How AI Can Help Internal Data Resources Come to Life
CGT: How can CGs get value from better managing internal data within their organizations?
Internal intelligence is one of consumer goods companies’ biggest competitive assets. A tremendous amount of information lives in PowerPoints, PDFs, videos, Word Documents and more. This data is the most difficult to extract from, yet the most valuable, as time, money and insight was spent converting data into knowledge. It’s a constant challenge to find the information when needed, especially when information is spread across repositories and geographies.
Employees across CGs — including product marketers, IT, researchers, supply teams, sales, customer support and leadership — constantly run into the challenge of wasting hours every week trying to find information that lives within their company’s files and systems. We’ve seen situations where trying to find information is so challenging that customers commission projects for work that was already done because they had no idea it already existed.

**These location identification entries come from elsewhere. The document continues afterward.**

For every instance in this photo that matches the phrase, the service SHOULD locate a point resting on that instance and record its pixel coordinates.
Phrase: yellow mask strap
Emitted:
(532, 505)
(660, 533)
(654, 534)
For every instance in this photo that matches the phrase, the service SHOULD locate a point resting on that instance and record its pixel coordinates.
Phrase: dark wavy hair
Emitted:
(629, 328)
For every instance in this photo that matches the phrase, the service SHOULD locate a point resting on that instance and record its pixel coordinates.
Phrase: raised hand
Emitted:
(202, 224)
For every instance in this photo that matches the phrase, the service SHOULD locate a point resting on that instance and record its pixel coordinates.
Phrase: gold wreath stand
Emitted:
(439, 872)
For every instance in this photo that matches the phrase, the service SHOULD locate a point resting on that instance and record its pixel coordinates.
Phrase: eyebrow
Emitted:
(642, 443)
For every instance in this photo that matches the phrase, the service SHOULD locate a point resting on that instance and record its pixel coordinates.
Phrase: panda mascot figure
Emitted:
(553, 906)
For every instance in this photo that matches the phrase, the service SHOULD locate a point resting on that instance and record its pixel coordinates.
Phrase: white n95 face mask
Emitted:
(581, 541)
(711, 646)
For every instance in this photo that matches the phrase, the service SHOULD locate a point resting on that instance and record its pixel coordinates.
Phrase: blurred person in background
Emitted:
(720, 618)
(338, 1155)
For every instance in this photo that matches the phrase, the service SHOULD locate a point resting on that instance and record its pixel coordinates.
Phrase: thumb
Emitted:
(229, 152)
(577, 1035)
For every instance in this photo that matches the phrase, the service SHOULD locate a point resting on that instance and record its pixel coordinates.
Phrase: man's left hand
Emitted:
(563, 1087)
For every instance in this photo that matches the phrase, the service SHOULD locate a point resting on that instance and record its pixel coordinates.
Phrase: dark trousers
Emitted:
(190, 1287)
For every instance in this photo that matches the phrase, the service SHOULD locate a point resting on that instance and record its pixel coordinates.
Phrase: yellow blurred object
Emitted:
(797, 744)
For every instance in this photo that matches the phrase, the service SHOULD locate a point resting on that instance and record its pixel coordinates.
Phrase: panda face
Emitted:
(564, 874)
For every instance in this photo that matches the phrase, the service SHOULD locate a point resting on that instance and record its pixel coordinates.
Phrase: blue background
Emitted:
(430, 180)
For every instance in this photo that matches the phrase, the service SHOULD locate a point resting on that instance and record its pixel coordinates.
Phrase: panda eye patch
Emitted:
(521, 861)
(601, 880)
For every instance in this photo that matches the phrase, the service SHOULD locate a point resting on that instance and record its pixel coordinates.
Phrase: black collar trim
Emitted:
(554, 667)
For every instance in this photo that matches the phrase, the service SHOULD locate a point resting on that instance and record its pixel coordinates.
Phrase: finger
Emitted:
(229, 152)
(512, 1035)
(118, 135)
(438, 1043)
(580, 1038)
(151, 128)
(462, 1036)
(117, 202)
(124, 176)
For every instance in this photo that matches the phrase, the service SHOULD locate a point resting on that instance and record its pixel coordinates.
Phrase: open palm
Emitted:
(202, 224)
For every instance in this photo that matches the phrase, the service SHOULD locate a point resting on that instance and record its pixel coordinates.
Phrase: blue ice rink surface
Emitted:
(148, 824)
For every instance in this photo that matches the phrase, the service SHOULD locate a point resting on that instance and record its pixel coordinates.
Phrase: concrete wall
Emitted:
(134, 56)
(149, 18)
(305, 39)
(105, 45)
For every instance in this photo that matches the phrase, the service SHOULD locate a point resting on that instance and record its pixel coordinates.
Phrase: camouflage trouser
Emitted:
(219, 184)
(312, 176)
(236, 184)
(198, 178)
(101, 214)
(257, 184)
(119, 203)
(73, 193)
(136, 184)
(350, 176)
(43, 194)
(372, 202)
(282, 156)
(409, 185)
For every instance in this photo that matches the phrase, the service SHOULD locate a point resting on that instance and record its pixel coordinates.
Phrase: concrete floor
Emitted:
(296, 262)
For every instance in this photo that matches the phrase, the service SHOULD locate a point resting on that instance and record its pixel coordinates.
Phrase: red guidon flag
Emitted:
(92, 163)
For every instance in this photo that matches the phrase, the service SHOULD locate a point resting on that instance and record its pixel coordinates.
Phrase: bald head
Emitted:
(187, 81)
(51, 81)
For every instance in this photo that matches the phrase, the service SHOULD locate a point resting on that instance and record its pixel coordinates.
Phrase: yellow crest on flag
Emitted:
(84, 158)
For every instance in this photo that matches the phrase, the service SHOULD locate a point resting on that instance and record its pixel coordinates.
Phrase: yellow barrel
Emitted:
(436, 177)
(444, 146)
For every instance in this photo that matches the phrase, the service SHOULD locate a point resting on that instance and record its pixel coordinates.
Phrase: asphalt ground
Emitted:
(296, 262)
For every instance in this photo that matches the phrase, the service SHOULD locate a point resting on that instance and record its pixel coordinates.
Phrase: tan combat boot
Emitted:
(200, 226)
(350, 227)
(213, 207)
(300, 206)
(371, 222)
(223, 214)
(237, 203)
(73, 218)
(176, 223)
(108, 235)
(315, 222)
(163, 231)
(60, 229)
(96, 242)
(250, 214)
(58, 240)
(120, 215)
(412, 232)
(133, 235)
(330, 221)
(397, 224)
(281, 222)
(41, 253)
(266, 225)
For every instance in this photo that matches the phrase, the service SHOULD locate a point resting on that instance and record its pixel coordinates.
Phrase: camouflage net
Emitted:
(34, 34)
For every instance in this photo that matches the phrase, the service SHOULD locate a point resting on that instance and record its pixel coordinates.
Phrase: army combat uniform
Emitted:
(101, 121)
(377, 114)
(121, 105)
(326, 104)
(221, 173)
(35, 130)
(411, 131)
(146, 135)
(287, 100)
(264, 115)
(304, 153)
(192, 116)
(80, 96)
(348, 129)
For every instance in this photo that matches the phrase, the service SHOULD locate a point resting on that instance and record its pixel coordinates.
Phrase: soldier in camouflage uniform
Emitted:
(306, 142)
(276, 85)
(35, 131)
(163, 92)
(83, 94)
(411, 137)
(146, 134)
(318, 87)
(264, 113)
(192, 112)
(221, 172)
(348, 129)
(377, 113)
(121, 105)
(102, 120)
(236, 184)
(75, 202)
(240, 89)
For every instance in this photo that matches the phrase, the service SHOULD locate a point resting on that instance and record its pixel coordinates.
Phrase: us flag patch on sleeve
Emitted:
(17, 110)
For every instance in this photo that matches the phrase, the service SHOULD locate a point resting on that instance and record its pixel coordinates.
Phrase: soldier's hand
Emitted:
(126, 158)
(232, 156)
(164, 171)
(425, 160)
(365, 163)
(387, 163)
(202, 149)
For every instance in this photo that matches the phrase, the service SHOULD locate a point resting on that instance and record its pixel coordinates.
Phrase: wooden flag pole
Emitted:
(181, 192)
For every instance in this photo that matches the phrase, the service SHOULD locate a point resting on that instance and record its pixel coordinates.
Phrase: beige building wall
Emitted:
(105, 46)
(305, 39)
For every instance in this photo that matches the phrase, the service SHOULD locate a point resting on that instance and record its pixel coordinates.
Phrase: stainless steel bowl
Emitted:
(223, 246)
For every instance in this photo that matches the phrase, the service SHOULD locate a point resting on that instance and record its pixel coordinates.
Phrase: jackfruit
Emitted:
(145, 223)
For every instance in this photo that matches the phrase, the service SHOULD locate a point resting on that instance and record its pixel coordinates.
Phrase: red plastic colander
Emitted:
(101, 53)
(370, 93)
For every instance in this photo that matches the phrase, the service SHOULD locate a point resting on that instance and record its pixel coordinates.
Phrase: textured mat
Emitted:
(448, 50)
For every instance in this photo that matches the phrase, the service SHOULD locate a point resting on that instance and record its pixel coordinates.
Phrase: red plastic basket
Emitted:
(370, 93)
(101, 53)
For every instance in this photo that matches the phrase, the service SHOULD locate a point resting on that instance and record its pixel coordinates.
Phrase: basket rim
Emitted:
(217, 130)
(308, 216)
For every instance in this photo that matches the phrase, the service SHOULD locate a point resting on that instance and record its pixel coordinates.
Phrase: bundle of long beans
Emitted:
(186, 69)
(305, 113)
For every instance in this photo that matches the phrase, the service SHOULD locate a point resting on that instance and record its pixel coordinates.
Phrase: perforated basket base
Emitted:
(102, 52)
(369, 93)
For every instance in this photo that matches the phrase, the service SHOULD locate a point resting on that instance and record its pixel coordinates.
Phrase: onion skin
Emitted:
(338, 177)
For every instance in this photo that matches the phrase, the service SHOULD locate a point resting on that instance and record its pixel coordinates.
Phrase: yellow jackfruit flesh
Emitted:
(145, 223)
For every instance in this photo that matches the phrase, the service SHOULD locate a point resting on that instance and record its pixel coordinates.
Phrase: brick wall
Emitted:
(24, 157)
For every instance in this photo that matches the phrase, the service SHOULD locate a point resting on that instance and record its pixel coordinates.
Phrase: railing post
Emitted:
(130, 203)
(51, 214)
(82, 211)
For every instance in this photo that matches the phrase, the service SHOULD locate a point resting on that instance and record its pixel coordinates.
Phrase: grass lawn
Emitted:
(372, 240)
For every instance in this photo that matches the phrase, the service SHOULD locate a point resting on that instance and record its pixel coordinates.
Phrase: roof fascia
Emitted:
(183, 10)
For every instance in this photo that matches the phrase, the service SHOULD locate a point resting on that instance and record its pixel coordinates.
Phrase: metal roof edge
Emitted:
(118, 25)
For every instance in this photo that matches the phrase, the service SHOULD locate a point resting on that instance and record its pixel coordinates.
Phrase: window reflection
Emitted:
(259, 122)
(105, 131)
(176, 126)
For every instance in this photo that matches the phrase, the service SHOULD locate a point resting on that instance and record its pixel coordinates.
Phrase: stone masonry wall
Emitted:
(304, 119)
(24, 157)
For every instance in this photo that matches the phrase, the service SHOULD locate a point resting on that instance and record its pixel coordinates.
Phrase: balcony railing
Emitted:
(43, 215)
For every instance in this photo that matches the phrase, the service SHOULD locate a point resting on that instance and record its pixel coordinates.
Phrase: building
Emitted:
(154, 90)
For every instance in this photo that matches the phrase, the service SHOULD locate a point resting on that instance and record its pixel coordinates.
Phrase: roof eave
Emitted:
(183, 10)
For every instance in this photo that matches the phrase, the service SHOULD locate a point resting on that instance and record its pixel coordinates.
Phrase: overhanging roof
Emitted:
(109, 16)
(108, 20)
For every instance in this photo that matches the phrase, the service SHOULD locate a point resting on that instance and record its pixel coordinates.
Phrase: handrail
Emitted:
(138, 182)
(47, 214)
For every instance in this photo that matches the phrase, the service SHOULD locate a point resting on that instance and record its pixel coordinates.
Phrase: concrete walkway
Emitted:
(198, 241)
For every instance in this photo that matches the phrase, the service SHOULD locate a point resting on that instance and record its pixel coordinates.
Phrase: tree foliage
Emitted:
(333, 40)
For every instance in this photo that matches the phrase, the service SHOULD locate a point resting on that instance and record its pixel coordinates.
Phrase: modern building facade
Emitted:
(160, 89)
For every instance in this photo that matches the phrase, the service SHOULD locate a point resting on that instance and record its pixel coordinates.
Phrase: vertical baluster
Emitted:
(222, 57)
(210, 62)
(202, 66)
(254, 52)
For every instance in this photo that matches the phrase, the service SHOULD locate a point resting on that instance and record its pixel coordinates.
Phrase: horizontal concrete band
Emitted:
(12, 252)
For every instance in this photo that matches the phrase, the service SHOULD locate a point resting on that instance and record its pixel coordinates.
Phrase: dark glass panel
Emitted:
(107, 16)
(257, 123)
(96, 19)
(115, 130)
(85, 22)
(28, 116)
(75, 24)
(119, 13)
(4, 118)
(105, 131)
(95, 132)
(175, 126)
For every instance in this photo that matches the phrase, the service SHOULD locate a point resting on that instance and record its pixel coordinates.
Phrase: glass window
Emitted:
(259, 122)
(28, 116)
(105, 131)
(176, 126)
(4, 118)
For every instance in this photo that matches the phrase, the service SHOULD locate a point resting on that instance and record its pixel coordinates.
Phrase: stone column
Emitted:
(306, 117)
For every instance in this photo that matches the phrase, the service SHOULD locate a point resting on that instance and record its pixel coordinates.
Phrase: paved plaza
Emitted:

CGs live in a highly competitive environment, taxed with a demand for quick, impactful results. Providing their teams the capability to quickly access internal knowledge delivers a huge advantage, from freeing up thousands of hours per year spent on searching for existing information to saving millions of dollars in redundant research.
CGT: In working with your CG clients, what pain points do they have using knowledge management systems?
The biggest challenge we hear is the time it takes to get the data into the system and make it usable. Many systems require users to identify, upload and tag enormous amounts of content. This is not just a one-time burden during implementation. The process creates an ongoing issue of adding or updating information on a continual basis. This old school way is a tremendous impediment to success and adoption. Quite frankly, promises of saved time and resources are often erased by this new time-consuming process.
Next generation, AI-powered knowledge management systems remove the manual processes of uploading, tagging and curation. The best advice is, don’t fall for the show of a friendly interface that makes uploading look simple. There’s no reason to move your content from already secure systems. Look for platforms that leverage existing assets where they live natively.
CGT: Where does the consumer goods industry rank in maturity-level for AI knowledge management implementation efforts, compared to other industries?
It depends on what pocket of the enterprise you are looking at. In research and insights, CGs seem to be certainly leading the charge. These teams are actively seeking out systems, know the benefits and are aware of challenges. They understand many of their competitors are already far along their journey. Take for example, PepsiCo who recently posted a “ performance assessment” of how their AI hire has done.
Outside of research and insights, it seems to be a more level playing field with sales enablement, HR and IT, implementing next generation AI-powered knowledge management.
CGT: Who should be involved in implementing AI knowledge management within the organization, and what are the best practices to make the process seamless?
This is dependent on the use case you are trying to solve. IT is always a part of the implementation and should be brought in early to help your vendor understand how content is accessed. Always include the subject matter experts for intel on the data they find most valuable and how it needs come to life.
A not so obvious answer is to include an executive. Technology doesn’t work in a vacuum. In fact, for technology to be successful, you need buy in across the company. Leaders need to understand the ROI, so they become your cheerleaders. If you have executive leadership buy-in, then you’re on the right path.
CGT: What advice do you have for CGs that are just starting to think about implementing AI knowledge management systems?
Solve problems one at a time. Start with small user groups with the biggest need. For example, before taking on a client we hold a user case persona session to clearly define specific needs, requirements, and ROI of each specific use case. If your vendor can solve it and prove the system is valuable, then continue scaling it by creating more positive use cases.
Big picture advice: Remember the Ferris Buhler quote, “Life moves pretty fast. If you don't stop and look around once in a while, you could miss it”. Tech moves even quicker. Don’t get comfortable. For CGs to stay competitive they need to continually test, learn and watch the marketplace, and never accept the status quo from AI vendors.